Krisis finansial global telah membuat banyak karyawan kehilangan pekerjaan, dan lainnya berada dalam kekhawatiran, termasuk di negara yang tergolong makmur seperti Inggris.
Perusahaan pengecer pakaian jadi Marks & Spencer pusat di Inggris mengumumkan akan mem-PHK 1.100 orang karyawan menyusul gagalnya program diskon Natal mereka. Dan, ini hanyalah salah satu dari dampak krisis global yang telah menurunkan daya beli masyarakat di negeri itu.

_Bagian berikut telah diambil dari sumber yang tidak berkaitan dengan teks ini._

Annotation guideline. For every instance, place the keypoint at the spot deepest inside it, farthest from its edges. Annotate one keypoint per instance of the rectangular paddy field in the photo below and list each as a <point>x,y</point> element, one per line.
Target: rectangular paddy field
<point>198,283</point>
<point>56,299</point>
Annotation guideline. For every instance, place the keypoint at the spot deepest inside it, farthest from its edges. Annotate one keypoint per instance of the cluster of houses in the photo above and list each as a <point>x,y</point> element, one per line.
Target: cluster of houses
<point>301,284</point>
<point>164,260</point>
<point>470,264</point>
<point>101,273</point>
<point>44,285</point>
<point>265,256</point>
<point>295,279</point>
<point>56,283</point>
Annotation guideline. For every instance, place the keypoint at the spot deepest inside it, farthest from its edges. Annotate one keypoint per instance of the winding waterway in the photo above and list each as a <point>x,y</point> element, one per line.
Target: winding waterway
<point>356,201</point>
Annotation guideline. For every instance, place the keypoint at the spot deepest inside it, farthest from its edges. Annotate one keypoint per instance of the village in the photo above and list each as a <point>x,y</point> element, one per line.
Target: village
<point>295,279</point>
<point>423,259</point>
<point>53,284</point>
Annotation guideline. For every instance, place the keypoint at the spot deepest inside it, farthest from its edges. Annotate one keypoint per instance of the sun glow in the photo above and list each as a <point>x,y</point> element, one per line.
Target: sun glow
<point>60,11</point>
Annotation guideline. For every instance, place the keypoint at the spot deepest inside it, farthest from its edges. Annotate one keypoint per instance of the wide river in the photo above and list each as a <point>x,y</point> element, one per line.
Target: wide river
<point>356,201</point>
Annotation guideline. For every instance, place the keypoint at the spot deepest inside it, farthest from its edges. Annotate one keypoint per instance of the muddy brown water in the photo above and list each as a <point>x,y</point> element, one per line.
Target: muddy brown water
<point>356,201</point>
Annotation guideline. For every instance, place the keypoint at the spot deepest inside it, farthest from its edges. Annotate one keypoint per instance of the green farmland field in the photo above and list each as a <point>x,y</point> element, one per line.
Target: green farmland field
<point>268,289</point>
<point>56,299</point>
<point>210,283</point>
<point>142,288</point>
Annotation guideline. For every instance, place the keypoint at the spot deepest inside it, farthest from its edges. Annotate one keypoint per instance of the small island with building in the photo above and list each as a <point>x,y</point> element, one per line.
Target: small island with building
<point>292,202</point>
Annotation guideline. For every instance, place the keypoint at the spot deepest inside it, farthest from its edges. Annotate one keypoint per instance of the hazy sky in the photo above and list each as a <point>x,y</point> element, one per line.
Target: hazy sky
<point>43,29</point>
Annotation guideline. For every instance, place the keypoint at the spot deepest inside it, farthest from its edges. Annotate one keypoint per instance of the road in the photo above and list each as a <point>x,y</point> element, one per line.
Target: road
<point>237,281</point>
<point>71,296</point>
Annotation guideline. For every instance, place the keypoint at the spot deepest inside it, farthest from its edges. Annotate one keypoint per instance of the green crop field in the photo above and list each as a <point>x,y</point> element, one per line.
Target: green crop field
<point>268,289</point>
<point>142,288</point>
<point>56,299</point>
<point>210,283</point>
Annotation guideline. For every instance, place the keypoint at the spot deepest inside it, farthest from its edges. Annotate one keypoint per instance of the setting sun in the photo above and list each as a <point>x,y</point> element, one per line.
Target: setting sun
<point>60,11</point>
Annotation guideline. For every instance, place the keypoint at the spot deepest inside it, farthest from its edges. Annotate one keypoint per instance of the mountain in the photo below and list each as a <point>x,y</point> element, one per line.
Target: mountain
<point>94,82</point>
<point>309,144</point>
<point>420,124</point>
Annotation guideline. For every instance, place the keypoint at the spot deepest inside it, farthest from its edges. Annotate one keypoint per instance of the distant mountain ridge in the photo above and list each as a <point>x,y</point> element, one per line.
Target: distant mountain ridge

Turunnya daya beli masyarakat akibat krisis membuat angka penjualan Marks & Spencer pada akhir tahun menurun, padahal mereka telah menggelar diskon besar-besaran selama berminggu-minggu berkaitan dengan momen Natal dan menyambut Tahun Baru.
Akibatnya, mereka terpaksa memangkas 1000 lebih pramuniaga toko, dan seratusan lebih karyawan dari bagian operator pada kantor pusat.
Sebelumnya, lebih dari 1.900 warga Inggris terancam kehilangan pekerjaan, menyusul bangkrutnya Waterford Wedgwood, sebuah perusahaan keramik dan pernak-pernik china. Lagi-lagi, mereka menyalahkan turunnya daya beli masyarakat akibat krisis.
Di luar Inggris, perusahaan tersebut mempekerjakan 5.800 orang, dan yang terbesar berada di pusat produksi mereka di Indonesia, yakni 1500 orang.
Dampak krisis global di Inggris juga dirasakan oleh karyawan sebuah retail pakaian anak, yang menutup 111 gerainya karena bangkrut.